Do they propose progressive fiscal policies to tax the top 1% who own more wealth than the bottom 40% and the middle 40% in our country, such as higher marginal tax rates on income, capital gains, inheritance and luxuries? The wealth of the richest 50 Malaysians (top 0.00017%) amounts to nearly RM300 billion, which is a quarter of the country’s total gross domestic product of RM1 trillion.
Most serious of all the manifesto promises that were stalled was the repeal of our laws that violate basic human rights that include abolishing laws that allow detention without trial, namely, the Security Offences (Special Measures) Act 2012 (Sosma), the Prevention of Crime Act 1959 (Poca) and the Prevention of Terrorism Act (Pota) 2015. These continue to be used against Malaysians, including human rights defenders.
3. PSM needs to be patient in building a third progressive force
Having gone through our first experiment with the “two front system”, Malaysians ended up with the same autocrat who was trying to implement the same policies he had introduced in 1981. Furthermore, PH has succeeded in forcing PAS to ally more closely to Umno especially after GE14. It is time for all who have hoped for real reforms in Malaysia to build a “third progressive force” for a truly just, democratic, and sustainable future that BN and PH have failed to provide.
Besides ensuring an end to racial policies and critically needed wealth redistribution, we want affordable public housing, health, transport and education.
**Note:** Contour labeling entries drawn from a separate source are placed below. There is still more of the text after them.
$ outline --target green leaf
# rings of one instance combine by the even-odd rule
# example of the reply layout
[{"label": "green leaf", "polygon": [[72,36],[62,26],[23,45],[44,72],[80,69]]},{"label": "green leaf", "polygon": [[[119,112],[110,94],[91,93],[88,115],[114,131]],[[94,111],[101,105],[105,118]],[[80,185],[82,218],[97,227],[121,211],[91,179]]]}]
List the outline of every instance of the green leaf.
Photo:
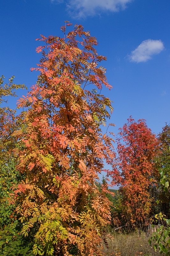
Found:
[{"label": "green leaf", "polygon": [[168,181],[166,181],[164,185],[165,188],[168,188],[169,187],[169,182]]}]

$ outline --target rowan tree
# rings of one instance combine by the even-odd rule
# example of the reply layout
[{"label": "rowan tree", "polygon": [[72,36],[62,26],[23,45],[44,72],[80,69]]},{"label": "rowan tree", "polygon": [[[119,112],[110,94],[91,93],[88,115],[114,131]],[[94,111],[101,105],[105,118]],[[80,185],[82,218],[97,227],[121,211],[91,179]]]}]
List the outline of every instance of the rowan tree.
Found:
[{"label": "rowan tree", "polygon": [[136,122],[130,116],[120,131],[113,180],[120,186],[124,221],[143,228],[151,211],[159,177],[154,162],[158,142],[144,120]]},{"label": "rowan tree", "polygon": [[66,35],[71,25],[62,27],[63,38],[37,39],[44,44],[36,50],[42,57],[31,70],[40,74],[18,103],[27,111],[25,148],[16,152],[17,169],[26,178],[14,187],[11,201],[19,202],[22,234],[36,230],[35,255],[100,255],[110,219],[106,186],[99,191],[96,184],[103,160],[112,164],[115,156],[112,140],[100,126],[112,110],[100,94],[102,86],[111,88],[99,65],[106,59],[81,25]]},{"label": "rowan tree", "polygon": [[162,181],[160,186],[159,203],[161,210],[169,218],[170,193],[167,188],[170,184],[170,124],[166,124],[163,128],[161,132],[158,135],[158,139],[160,150],[156,159],[157,163]]}]

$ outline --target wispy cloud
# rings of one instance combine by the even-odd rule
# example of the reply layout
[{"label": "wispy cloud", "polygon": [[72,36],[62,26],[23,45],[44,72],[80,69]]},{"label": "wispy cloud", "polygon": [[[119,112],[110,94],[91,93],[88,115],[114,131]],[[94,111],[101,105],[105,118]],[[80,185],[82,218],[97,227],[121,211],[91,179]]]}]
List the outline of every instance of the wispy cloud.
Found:
[{"label": "wispy cloud", "polygon": [[63,3],[64,0],[50,0],[50,1],[52,3],[61,4]]},{"label": "wispy cloud", "polygon": [[[61,0],[50,0],[52,3],[61,3]],[[62,1],[62,0],[61,0]],[[76,18],[100,14],[102,12],[118,12],[124,9],[133,0],[66,0],[67,9],[70,15]]]},{"label": "wispy cloud", "polygon": [[145,62],[150,60],[153,55],[159,53],[164,48],[161,40],[145,40],[131,52],[129,56],[129,60],[133,62]]}]

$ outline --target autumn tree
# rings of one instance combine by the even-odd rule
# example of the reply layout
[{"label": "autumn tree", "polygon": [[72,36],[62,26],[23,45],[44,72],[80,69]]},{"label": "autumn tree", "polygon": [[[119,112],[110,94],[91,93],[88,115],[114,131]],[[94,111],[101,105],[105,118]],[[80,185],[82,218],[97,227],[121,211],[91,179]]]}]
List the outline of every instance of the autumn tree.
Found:
[{"label": "autumn tree", "polygon": [[18,103],[27,111],[24,148],[16,152],[26,178],[14,186],[11,202],[18,202],[23,235],[35,231],[35,255],[100,255],[110,218],[106,186],[100,191],[96,183],[103,160],[112,164],[114,157],[112,140],[100,128],[112,110],[100,94],[103,86],[111,88],[100,65],[106,59],[81,25],[66,35],[71,25],[62,27],[63,38],[37,39],[43,44],[32,68],[40,72],[38,81]]},{"label": "autumn tree", "polygon": [[158,141],[144,120],[136,122],[130,117],[120,129],[117,141],[118,157],[113,178],[123,196],[122,217],[130,227],[143,228],[154,205],[159,179],[154,162]]},{"label": "autumn tree", "polygon": [[167,188],[170,184],[170,124],[166,124],[158,139],[160,150],[157,159],[157,163],[162,182],[160,186],[159,204],[161,210],[166,216],[170,218],[169,202],[170,193]]},{"label": "autumn tree", "polygon": [[0,255],[32,256],[31,238],[20,235],[21,224],[14,212],[17,205],[9,205],[8,200],[12,183],[18,183],[23,176],[16,170],[17,157],[13,150],[19,149],[15,131],[24,129],[24,113],[17,115],[16,110],[8,106],[7,100],[8,96],[17,96],[17,89],[26,87],[14,84],[14,78],[4,84],[4,77],[0,77]]}]

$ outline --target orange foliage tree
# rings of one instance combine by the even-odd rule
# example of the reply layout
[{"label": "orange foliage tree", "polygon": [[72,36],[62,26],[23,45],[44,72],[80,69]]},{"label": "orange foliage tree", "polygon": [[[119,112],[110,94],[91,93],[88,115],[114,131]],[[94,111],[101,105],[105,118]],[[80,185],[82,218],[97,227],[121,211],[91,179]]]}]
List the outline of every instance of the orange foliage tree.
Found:
[{"label": "orange foliage tree", "polygon": [[99,65],[106,58],[81,25],[66,35],[71,25],[62,27],[63,38],[37,39],[45,45],[37,48],[42,57],[32,70],[40,74],[18,102],[27,108],[25,148],[16,152],[26,179],[14,188],[11,202],[18,202],[21,233],[34,230],[35,255],[100,255],[110,218],[107,190],[99,191],[96,182],[103,159],[112,164],[115,156],[112,139],[100,128],[112,110],[100,94],[103,85],[111,88]]},{"label": "orange foliage tree", "polygon": [[144,120],[136,122],[130,117],[128,121],[120,129],[117,140],[118,157],[113,177],[120,186],[124,221],[143,228],[151,212],[159,179],[154,162],[158,142]]}]

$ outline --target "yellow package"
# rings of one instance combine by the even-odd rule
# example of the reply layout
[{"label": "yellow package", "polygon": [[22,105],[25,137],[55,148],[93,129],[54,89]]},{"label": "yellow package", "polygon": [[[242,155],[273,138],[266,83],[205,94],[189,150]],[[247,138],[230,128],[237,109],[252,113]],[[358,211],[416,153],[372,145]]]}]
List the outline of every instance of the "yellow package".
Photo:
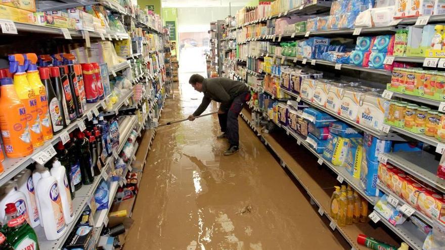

A just, democratic, and progressive alternative calls for a living wage and rights for all workers; a reasonable pension at retirement, for all; affordable and liveable public housing; affordable and efficient public health and transport; free tertiary education (means tested for the well-off), etc.
We want to reclaim our public assets from privatisation, halt any further privatisation of public assets, nationalise public utilities such as water and energy and democratise the GLCs; apportion more revenue from oil and gas resources to the oil and gas-producing states and ensure Petronas’ oil and gas production and investment records are transparent and accountable to Parliament and the public.
Thus, with PH becoming BN 2.0, only by building a third progressive force can we take our country into a brighter future based on equality, justice, democracy, and human rights.
This has always been PSM’s socialist vision. We have supported PSM because of its socialist agenda. At the very least, PSM leaders owe their supporters an analysis of the current situation, how it is different from GE14 and give us a convincing explanation for wanting to join PH.
Kua Kia Soong is a human rights defender and a former MP.